Auth & sessionsAdvanced5h

OAuth & social login.

Log in with Google/GitHub using a library, done right.

What is OAuth social login?

Social login lets users sign in with an existing account — Google, GitHub, Apple — instead of creating a new password. It uses OAuth: your app redirects the user to the provider, they approve, and the provider returns a token you exchange for the user's identity.

Why it matters

Users expect "Sign in with Google," and it removes password management from your app entirely, which is a security win.

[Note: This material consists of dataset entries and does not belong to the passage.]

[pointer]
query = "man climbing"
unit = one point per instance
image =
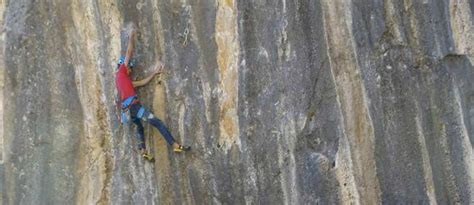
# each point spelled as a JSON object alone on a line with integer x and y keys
{"x": 131, "y": 106}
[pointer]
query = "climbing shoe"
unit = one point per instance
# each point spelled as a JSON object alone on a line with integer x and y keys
{"x": 182, "y": 148}
{"x": 148, "y": 157}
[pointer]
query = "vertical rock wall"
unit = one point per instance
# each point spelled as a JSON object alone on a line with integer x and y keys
{"x": 283, "y": 102}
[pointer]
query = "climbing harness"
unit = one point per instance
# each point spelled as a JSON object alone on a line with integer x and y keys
{"x": 141, "y": 114}
{"x": 185, "y": 36}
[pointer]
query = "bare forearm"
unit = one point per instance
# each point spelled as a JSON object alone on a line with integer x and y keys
{"x": 143, "y": 81}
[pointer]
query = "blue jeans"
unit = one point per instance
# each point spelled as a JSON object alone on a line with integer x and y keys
{"x": 150, "y": 118}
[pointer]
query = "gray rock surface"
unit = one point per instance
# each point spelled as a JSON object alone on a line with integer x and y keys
{"x": 283, "y": 102}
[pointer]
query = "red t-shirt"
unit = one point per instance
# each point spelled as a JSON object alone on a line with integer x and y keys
{"x": 123, "y": 83}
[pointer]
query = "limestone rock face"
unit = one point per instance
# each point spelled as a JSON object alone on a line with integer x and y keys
{"x": 283, "y": 102}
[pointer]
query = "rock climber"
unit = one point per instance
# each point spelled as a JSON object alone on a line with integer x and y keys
{"x": 131, "y": 106}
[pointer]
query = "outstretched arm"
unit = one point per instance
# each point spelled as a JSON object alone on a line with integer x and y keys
{"x": 131, "y": 41}
{"x": 158, "y": 70}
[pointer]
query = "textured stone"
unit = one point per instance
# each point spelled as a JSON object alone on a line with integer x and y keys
{"x": 283, "y": 102}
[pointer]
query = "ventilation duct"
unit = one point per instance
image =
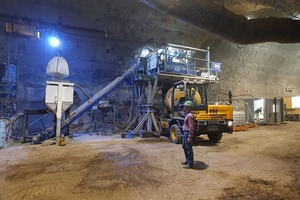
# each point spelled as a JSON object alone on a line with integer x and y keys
{"x": 215, "y": 19}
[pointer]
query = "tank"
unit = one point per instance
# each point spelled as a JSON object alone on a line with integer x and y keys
{"x": 58, "y": 68}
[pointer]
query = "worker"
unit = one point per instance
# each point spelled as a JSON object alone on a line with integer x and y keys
{"x": 257, "y": 112}
{"x": 188, "y": 134}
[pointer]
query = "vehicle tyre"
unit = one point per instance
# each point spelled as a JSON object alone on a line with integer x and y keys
{"x": 215, "y": 137}
{"x": 175, "y": 134}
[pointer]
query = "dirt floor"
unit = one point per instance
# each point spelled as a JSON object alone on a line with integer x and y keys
{"x": 261, "y": 163}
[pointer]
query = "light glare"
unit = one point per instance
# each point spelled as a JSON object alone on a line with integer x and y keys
{"x": 54, "y": 41}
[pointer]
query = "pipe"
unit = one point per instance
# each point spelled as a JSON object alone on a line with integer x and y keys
{"x": 100, "y": 95}
{"x": 223, "y": 23}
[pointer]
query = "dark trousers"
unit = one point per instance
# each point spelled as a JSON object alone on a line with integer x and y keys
{"x": 188, "y": 149}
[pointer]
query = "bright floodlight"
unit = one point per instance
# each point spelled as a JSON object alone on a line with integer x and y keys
{"x": 54, "y": 41}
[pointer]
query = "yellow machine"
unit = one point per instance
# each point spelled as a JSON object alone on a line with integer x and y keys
{"x": 211, "y": 119}
{"x": 183, "y": 73}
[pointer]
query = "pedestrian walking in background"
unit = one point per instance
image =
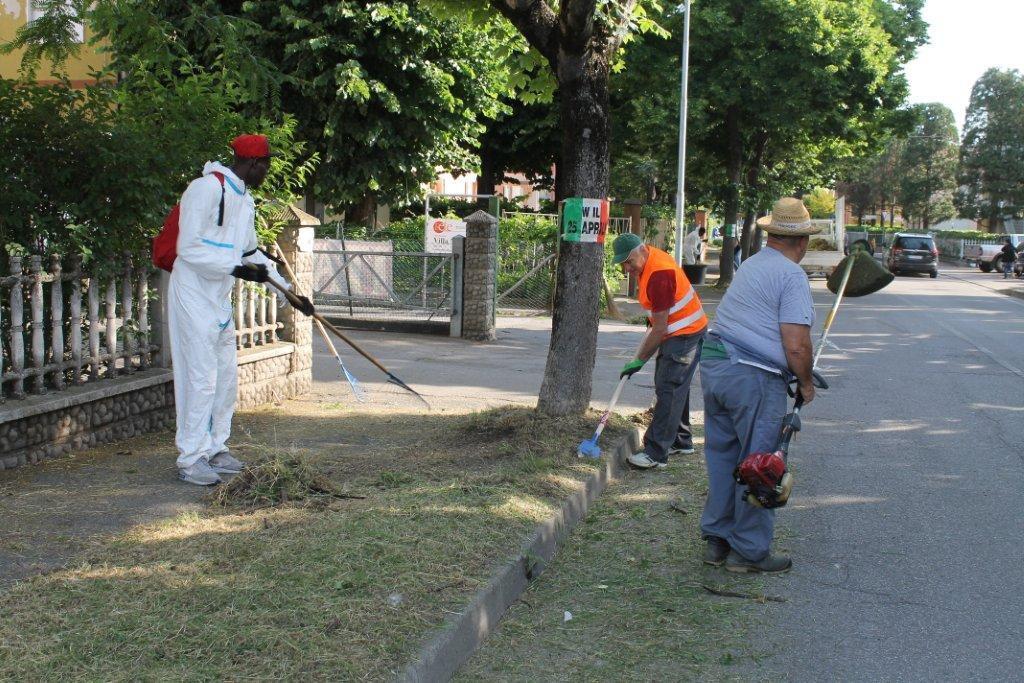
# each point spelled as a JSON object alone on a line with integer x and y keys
{"x": 693, "y": 246}
{"x": 677, "y": 327}
{"x": 1009, "y": 256}
{"x": 216, "y": 244}
{"x": 761, "y": 338}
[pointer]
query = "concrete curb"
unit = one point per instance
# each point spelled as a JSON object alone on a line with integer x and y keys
{"x": 442, "y": 656}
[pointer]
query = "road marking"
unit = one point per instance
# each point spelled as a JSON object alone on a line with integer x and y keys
{"x": 1011, "y": 297}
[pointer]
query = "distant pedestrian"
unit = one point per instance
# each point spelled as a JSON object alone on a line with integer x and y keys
{"x": 693, "y": 246}
{"x": 760, "y": 339}
{"x": 677, "y": 326}
{"x": 1009, "y": 255}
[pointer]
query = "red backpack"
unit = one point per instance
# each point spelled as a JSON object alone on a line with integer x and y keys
{"x": 165, "y": 245}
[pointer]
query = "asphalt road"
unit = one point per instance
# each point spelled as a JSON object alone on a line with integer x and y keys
{"x": 906, "y": 525}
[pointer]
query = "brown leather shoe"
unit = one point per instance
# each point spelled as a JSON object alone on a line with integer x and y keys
{"x": 716, "y": 551}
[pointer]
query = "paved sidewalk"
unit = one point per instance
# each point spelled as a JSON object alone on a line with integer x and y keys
{"x": 55, "y": 510}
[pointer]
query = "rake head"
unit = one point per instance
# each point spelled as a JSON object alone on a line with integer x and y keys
{"x": 589, "y": 449}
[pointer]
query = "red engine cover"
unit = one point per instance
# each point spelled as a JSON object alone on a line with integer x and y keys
{"x": 762, "y": 469}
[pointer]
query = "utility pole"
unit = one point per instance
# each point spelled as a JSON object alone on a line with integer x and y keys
{"x": 681, "y": 175}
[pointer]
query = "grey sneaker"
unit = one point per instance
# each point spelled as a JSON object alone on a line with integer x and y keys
{"x": 770, "y": 564}
{"x": 225, "y": 463}
{"x": 716, "y": 551}
{"x": 644, "y": 462}
{"x": 200, "y": 474}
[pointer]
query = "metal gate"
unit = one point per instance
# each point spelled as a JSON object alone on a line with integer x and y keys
{"x": 383, "y": 282}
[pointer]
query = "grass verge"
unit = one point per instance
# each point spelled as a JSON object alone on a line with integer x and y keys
{"x": 632, "y": 580}
{"x": 420, "y": 509}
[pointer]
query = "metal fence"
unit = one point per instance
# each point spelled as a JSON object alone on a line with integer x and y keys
{"x": 62, "y": 327}
{"x": 525, "y": 275}
{"x": 391, "y": 280}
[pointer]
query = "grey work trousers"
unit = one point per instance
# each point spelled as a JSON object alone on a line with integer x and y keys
{"x": 677, "y": 360}
{"x": 743, "y": 412}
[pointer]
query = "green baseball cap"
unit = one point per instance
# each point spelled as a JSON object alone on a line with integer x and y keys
{"x": 624, "y": 245}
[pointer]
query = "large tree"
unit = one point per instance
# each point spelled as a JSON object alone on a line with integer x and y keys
{"x": 991, "y": 175}
{"x": 578, "y": 39}
{"x": 769, "y": 77}
{"x": 386, "y": 92}
{"x": 928, "y": 166}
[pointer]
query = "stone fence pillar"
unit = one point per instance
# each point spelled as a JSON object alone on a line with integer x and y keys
{"x": 296, "y": 243}
{"x": 479, "y": 274}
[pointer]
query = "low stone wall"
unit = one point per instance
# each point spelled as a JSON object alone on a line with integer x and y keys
{"x": 272, "y": 374}
{"x": 48, "y": 426}
{"x": 53, "y": 425}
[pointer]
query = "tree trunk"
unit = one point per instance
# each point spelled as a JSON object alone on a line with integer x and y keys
{"x": 747, "y": 241}
{"x": 734, "y": 169}
{"x": 583, "y": 83}
{"x": 759, "y": 237}
{"x": 489, "y": 168}
{"x": 753, "y": 175}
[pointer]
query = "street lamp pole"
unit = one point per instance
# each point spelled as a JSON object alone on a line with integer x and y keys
{"x": 681, "y": 175}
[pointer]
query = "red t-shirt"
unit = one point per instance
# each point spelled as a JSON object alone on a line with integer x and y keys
{"x": 662, "y": 290}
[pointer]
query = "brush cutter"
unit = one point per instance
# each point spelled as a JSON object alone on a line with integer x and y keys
{"x": 857, "y": 274}
{"x": 768, "y": 480}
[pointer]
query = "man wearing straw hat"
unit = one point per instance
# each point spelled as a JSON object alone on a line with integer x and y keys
{"x": 761, "y": 339}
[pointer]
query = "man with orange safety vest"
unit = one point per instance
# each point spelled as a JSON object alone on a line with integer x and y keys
{"x": 677, "y": 327}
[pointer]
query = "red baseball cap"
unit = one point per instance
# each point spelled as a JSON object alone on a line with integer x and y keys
{"x": 251, "y": 146}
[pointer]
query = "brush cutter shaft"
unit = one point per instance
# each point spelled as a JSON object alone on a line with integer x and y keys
{"x": 832, "y": 312}
{"x": 611, "y": 407}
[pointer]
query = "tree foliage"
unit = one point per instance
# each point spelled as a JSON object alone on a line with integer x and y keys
{"x": 991, "y": 175}
{"x": 820, "y": 203}
{"x": 778, "y": 85}
{"x": 388, "y": 91}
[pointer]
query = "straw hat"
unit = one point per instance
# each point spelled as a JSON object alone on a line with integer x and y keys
{"x": 788, "y": 217}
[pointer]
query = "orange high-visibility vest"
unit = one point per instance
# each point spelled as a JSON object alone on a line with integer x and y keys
{"x": 686, "y": 315}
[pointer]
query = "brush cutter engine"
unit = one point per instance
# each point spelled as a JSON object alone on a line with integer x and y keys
{"x": 768, "y": 481}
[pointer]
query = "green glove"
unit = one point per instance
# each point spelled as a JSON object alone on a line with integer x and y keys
{"x": 631, "y": 368}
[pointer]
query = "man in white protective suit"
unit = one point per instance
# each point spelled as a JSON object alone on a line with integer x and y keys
{"x": 216, "y": 244}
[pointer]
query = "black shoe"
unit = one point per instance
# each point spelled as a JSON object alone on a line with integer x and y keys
{"x": 770, "y": 564}
{"x": 716, "y": 551}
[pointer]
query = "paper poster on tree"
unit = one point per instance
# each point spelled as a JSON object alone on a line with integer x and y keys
{"x": 585, "y": 220}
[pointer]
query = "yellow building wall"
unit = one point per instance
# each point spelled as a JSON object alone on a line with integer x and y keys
{"x": 13, "y": 14}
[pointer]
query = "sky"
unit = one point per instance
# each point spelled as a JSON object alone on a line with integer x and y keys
{"x": 965, "y": 40}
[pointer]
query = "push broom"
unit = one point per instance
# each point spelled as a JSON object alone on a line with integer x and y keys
{"x": 590, "y": 449}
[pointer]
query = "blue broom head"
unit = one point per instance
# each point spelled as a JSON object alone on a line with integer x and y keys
{"x": 589, "y": 449}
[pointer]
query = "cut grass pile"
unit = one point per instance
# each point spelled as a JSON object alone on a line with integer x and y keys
{"x": 283, "y": 479}
{"x": 346, "y": 590}
{"x": 632, "y": 580}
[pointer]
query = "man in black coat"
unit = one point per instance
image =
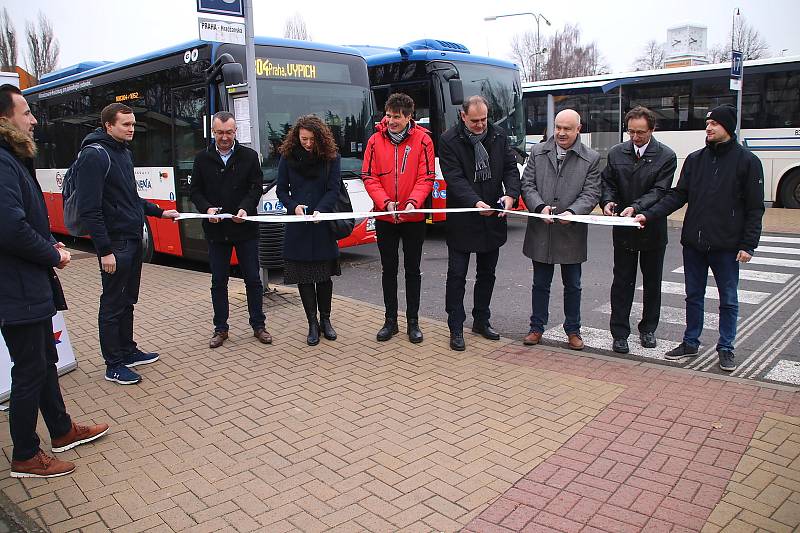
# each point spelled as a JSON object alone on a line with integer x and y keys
{"x": 480, "y": 169}
{"x": 638, "y": 174}
{"x": 723, "y": 184}
{"x": 29, "y": 290}
{"x": 227, "y": 178}
{"x": 110, "y": 207}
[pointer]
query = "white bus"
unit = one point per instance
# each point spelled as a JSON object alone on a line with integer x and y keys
{"x": 680, "y": 98}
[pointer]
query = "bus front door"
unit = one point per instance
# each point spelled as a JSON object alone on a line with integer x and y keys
{"x": 189, "y": 136}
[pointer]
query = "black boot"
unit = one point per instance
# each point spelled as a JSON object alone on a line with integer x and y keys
{"x": 324, "y": 298}
{"x": 313, "y": 333}
{"x": 308, "y": 295}
{"x": 388, "y": 330}
{"x": 414, "y": 333}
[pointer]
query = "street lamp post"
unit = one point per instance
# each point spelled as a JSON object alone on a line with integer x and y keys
{"x": 539, "y": 48}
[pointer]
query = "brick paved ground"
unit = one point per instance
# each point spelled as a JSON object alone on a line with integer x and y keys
{"x": 356, "y": 435}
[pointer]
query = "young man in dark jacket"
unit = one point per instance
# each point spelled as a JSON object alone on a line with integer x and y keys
{"x": 723, "y": 184}
{"x": 398, "y": 173}
{"x": 110, "y": 206}
{"x": 638, "y": 174}
{"x": 480, "y": 169}
{"x": 227, "y": 178}
{"x": 28, "y": 255}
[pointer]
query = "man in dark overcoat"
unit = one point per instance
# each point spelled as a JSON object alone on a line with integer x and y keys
{"x": 480, "y": 169}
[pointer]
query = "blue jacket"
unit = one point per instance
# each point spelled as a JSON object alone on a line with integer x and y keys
{"x": 110, "y": 205}
{"x": 27, "y": 254}
{"x": 309, "y": 241}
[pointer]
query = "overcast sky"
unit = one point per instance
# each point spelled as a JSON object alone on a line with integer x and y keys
{"x": 114, "y": 30}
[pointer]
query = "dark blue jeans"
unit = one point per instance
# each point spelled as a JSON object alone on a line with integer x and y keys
{"x": 726, "y": 274}
{"x": 540, "y": 296}
{"x": 455, "y": 286}
{"x": 120, "y": 293}
{"x": 219, "y": 257}
{"x": 34, "y": 386}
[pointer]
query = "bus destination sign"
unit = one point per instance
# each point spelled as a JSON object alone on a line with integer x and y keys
{"x": 308, "y": 70}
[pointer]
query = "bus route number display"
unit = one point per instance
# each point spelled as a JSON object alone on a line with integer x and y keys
{"x": 287, "y": 69}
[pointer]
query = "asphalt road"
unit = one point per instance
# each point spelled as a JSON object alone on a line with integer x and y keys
{"x": 769, "y": 320}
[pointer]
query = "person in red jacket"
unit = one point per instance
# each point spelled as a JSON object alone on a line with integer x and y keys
{"x": 398, "y": 174}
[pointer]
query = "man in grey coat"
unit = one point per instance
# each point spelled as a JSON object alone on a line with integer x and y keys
{"x": 561, "y": 177}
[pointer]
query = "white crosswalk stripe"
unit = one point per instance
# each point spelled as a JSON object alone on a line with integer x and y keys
{"x": 778, "y": 250}
{"x": 745, "y": 297}
{"x": 775, "y": 261}
{"x": 784, "y": 240}
{"x": 753, "y": 275}
{"x": 669, "y": 315}
{"x": 601, "y": 339}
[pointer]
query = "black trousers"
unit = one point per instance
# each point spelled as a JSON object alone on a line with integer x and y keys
{"x": 34, "y": 386}
{"x": 120, "y": 293}
{"x": 457, "y": 265}
{"x": 624, "y": 285}
{"x": 412, "y": 234}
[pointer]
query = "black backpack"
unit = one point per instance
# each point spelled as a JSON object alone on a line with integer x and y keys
{"x": 71, "y": 215}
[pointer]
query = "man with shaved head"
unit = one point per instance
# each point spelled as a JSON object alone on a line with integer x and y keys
{"x": 561, "y": 177}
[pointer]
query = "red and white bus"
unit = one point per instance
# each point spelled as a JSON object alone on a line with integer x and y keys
{"x": 174, "y": 92}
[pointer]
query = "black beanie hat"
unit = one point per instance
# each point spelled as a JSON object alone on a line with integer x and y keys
{"x": 726, "y": 116}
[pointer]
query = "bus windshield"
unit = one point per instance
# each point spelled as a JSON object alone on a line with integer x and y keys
{"x": 344, "y": 108}
{"x": 501, "y": 87}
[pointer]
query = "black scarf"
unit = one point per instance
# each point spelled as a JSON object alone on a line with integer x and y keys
{"x": 305, "y": 163}
{"x": 483, "y": 170}
{"x": 397, "y": 138}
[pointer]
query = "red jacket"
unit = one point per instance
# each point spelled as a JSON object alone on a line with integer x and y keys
{"x": 403, "y": 173}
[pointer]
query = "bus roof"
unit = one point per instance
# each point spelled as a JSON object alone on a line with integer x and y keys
{"x": 607, "y": 82}
{"x": 426, "y": 50}
{"x": 88, "y": 69}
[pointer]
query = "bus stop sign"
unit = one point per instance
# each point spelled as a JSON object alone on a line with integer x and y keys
{"x": 232, "y": 8}
{"x": 737, "y": 65}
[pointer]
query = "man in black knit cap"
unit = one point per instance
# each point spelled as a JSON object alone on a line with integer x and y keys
{"x": 723, "y": 185}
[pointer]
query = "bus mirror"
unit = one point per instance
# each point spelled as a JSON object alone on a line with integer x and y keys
{"x": 456, "y": 91}
{"x": 232, "y": 74}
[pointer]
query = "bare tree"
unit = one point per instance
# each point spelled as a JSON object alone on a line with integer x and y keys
{"x": 568, "y": 58}
{"x": 746, "y": 39}
{"x": 43, "y": 48}
{"x": 295, "y": 28}
{"x": 651, "y": 58}
{"x": 8, "y": 42}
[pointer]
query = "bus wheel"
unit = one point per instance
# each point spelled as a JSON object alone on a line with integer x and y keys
{"x": 790, "y": 191}
{"x": 148, "y": 246}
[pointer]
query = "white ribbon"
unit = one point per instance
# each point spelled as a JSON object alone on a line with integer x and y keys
{"x": 319, "y": 217}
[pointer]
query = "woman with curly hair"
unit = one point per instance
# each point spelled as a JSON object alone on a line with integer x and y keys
{"x": 308, "y": 182}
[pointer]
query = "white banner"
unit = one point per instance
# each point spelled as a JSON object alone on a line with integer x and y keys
{"x": 319, "y": 217}
{"x": 66, "y": 357}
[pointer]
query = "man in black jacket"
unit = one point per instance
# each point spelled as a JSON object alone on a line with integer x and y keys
{"x": 480, "y": 169}
{"x": 723, "y": 184}
{"x": 28, "y": 291}
{"x": 110, "y": 207}
{"x": 638, "y": 174}
{"x": 227, "y": 178}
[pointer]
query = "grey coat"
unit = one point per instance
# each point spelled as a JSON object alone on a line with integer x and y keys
{"x": 576, "y": 188}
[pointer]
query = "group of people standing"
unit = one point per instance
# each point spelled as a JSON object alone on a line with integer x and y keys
{"x": 722, "y": 184}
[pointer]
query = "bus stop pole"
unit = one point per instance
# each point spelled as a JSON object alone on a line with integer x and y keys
{"x": 252, "y": 98}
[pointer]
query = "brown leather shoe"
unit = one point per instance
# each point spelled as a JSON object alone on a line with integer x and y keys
{"x": 575, "y": 342}
{"x": 218, "y": 338}
{"x": 41, "y": 465}
{"x": 532, "y": 338}
{"x": 263, "y": 336}
{"x": 78, "y": 435}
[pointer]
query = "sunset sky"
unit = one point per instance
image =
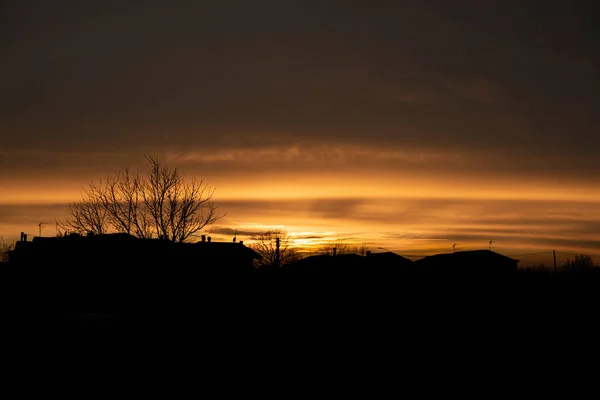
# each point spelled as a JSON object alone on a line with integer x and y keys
{"x": 406, "y": 125}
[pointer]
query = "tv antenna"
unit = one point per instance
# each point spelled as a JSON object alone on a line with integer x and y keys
{"x": 40, "y": 225}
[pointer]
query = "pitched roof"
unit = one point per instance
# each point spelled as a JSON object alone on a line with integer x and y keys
{"x": 467, "y": 257}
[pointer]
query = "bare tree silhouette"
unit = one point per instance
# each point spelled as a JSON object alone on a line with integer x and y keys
{"x": 160, "y": 203}
{"x": 272, "y": 256}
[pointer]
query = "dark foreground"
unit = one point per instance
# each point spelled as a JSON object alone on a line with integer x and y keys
{"x": 292, "y": 300}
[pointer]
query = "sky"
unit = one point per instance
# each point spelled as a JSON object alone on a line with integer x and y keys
{"x": 402, "y": 125}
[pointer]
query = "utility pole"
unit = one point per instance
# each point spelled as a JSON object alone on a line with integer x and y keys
{"x": 277, "y": 260}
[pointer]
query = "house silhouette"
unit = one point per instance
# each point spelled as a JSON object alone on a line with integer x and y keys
{"x": 121, "y": 249}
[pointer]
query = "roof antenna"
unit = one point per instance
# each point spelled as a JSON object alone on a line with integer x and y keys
{"x": 40, "y": 225}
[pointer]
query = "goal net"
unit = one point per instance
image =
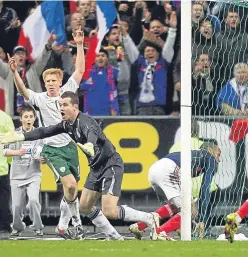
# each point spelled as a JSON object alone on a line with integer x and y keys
{"x": 219, "y": 101}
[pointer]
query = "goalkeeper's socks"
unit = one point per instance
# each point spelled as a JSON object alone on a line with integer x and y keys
{"x": 126, "y": 213}
{"x": 164, "y": 212}
{"x": 243, "y": 211}
{"x": 74, "y": 210}
{"x": 65, "y": 215}
{"x": 100, "y": 221}
{"x": 171, "y": 225}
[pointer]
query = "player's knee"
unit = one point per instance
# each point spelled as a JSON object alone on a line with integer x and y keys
{"x": 33, "y": 202}
{"x": 71, "y": 186}
{"x": 85, "y": 208}
{"x": 175, "y": 204}
{"x": 110, "y": 211}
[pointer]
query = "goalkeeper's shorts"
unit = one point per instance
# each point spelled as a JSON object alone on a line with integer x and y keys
{"x": 63, "y": 161}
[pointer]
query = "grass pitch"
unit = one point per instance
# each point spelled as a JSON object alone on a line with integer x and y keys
{"x": 134, "y": 248}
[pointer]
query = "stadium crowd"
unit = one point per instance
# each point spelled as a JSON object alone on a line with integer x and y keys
{"x": 141, "y": 80}
{"x": 137, "y": 70}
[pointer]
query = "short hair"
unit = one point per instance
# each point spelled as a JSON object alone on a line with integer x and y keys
{"x": 27, "y": 108}
{"x": 210, "y": 143}
{"x": 195, "y": 129}
{"x": 53, "y": 71}
{"x": 238, "y": 66}
{"x": 73, "y": 97}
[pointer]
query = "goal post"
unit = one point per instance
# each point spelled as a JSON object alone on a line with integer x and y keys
{"x": 186, "y": 104}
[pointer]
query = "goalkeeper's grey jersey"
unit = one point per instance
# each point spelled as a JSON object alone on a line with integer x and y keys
{"x": 25, "y": 168}
{"x": 49, "y": 111}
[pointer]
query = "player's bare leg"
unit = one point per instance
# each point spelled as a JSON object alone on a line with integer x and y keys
{"x": 113, "y": 211}
{"x": 233, "y": 220}
{"x": 70, "y": 208}
{"x": 138, "y": 228}
{"x": 88, "y": 201}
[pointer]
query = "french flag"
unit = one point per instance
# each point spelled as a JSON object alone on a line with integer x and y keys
{"x": 2, "y": 96}
{"x": 106, "y": 14}
{"x": 47, "y": 17}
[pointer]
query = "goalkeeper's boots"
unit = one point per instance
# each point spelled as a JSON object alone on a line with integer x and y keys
{"x": 162, "y": 236}
{"x": 231, "y": 226}
{"x": 38, "y": 233}
{"x": 15, "y": 233}
{"x": 121, "y": 238}
{"x": 154, "y": 225}
{"x": 135, "y": 231}
{"x": 66, "y": 234}
{"x": 80, "y": 233}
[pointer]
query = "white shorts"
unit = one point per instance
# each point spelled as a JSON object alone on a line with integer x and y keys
{"x": 164, "y": 177}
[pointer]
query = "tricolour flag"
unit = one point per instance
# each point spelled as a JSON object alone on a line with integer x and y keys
{"x": 106, "y": 14}
{"x": 47, "y": 17}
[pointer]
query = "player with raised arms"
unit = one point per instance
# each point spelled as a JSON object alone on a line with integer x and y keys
{"x": 107, "y": 168}
{"x": 59, "y": 152}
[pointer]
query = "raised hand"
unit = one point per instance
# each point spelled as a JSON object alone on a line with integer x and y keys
{"x": 22, "y": 151}
{"x": 12, "y": 63}
{"x": 52, "y": 38}
{"x": 173, "y": 20}
{"x": 78, "y": 35}
{"x": 10, "y": 137}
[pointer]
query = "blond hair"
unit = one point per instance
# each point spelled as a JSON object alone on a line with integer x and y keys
{"x": 53, "y": 71}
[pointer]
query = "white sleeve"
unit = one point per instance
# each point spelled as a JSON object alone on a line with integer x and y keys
{"x": 35, "y": 98}
{"x": 5, "y": 148}
{"x": 71, "y": 85}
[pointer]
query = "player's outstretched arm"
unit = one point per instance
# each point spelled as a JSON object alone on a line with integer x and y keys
{"x": 78, "y": 36}
{"x": 38, "y": 133}
{"x": 18, "y": 80}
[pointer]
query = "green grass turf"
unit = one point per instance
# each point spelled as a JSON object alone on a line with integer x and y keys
{"x": 87, "y": 248}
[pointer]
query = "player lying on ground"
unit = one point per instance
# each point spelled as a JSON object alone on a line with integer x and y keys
{"x": 107, "y": 168}
{"x": 233, "y": 220}
{"x": 165, "y": 175}
{"x": 25, "y": 176}
{"x": 59, "y": 152}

But OAuth has a precise flow with real pitfalls, so understanding it — and using a library to implement it — is the difference between smooth social login and a broken or insecure one.

What to learn

  • The OAuth authorization code flow, step by step
  • Providers and registering your app
  • Redirect URIs and why they must be exact
  • Exchanging the code for tokens server-side
  • Mapping a provider identity to your user
  • Linking multiple providers to one account
  • Using an auth library to handle the flow

Common pitfall

Handling the token exchange on the client and exposing the client secret. The secret must stay on the server; doing the exchange in the browser leaks it and breaks the security model. Let the server (or your auth library) perform the code- for-token exchange, and never ship the client secret to the browser.

Resources

Primary (free):

Practice

Add social login with one provider using an auth library: register the app, set the redirect URI, complete the flow so a user signs in and lands authenticated, and map their provider identity to a user record. Done when sign-in works and the client secret never leaves the server.

Outcomes

  • Walk through the OAuth authorization code flow.
  • Configure a provider and exact redirect URIs.
  • Exchange the code for tokens on the server.
  • Map a provider identity to your user model.